I've been reading this somewhat interesting book entitled Being White recently, as I explore issues of race, culture, and identity, and what it really means to be white. So much of white identity and culture is assumed and rarely discussed beyond Stuff White People Like's assertion that because of my pigmentation, I inherently love Wes Anderson movies and moleskine journals. (Okay, yes, this is true). Because I am not content in this lacklustre understanding of self, I have been searching and exploring for more depth and meaning. This journey has brought this book into the forefront, and has challenged my view of self, others, displacement, and implicit/overt racism. While the book is definitely written from a Caucasian-American perspective, it dawned on me that issues of ethnicity wrestled with south of the border, often in unnoticed realms to the predominant culture, are quite lively and subversive here as well. A wall of dominoes began to fall for me as I did an exercise of identifying elements that were foundational in my upbringing. From something as simple as hockey.
My family was a hockey family.
We played hockey, followed hockey, watched hockey.
I learned to play hockey when I was seven.
I learned to play hockey when I was seven in a town called Oshweken.
Oshweken is the main city of the Six Nations of the Grand River Reserve.
This is the largest aboriginal reserve in Canada.
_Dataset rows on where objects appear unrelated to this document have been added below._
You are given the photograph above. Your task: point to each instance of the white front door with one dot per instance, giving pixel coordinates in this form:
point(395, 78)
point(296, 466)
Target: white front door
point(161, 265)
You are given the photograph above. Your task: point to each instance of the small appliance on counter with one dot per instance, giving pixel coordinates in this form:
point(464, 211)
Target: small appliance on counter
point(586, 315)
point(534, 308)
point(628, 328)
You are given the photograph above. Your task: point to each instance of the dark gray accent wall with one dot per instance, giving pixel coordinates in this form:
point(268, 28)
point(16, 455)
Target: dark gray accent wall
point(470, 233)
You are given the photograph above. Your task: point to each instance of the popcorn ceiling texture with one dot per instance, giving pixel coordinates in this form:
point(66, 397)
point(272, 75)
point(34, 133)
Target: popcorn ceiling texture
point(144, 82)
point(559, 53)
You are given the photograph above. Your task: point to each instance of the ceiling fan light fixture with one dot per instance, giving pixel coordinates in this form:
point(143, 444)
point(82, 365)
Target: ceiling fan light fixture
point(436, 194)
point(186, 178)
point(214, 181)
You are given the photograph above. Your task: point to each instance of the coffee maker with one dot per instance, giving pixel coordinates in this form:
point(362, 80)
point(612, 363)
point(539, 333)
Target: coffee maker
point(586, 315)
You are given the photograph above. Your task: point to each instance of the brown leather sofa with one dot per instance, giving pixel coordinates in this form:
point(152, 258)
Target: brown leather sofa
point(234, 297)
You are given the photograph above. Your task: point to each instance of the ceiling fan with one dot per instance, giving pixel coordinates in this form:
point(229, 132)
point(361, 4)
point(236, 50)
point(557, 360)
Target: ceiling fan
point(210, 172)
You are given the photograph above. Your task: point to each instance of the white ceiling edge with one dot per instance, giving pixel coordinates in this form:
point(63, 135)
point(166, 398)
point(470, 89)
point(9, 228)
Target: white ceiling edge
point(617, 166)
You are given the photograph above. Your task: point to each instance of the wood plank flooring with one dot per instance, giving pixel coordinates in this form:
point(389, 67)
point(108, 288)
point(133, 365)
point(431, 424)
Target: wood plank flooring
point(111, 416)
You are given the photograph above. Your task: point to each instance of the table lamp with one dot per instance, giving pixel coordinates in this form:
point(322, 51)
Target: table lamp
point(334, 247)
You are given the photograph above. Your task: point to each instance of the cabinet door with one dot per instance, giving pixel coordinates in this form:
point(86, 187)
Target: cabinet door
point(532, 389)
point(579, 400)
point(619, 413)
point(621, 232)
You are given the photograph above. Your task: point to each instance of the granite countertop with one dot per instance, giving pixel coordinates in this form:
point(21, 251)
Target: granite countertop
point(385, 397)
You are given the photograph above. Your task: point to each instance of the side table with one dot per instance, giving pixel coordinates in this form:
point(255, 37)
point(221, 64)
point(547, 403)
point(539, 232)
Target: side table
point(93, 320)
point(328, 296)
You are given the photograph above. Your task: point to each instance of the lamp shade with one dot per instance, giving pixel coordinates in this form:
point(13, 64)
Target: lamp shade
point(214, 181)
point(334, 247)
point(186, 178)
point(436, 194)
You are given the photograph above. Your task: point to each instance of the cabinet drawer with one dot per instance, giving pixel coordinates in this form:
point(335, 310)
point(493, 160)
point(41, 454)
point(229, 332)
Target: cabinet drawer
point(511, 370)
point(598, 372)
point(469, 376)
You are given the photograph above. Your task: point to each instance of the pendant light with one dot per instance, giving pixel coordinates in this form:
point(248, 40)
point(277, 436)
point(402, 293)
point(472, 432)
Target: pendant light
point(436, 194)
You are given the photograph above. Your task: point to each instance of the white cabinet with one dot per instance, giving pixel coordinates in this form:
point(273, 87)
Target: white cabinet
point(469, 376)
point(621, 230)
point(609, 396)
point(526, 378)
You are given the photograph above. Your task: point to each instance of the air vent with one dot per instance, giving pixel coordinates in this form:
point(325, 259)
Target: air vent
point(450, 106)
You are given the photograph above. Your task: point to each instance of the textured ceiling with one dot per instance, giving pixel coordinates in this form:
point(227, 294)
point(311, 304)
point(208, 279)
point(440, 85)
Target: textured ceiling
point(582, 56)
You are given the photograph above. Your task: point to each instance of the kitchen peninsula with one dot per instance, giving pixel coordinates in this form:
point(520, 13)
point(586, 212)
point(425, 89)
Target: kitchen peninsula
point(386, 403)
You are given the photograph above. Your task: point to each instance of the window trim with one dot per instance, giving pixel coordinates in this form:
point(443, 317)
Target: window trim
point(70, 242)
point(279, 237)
I didn't know what Oshweken meant.
I didn't know what nations comprised the Six Nations.
I grew up in Brantford, beside the largest aboriginal reserve in Canada, learned how to play hockey there, and yet still didn't know anything about the peoples, nations, languages, cultures, beliefs.
So. I'm rectifying this.
I'm owning being a White-French-English-Canadian-Christian, and I'm getting to know my neighbours.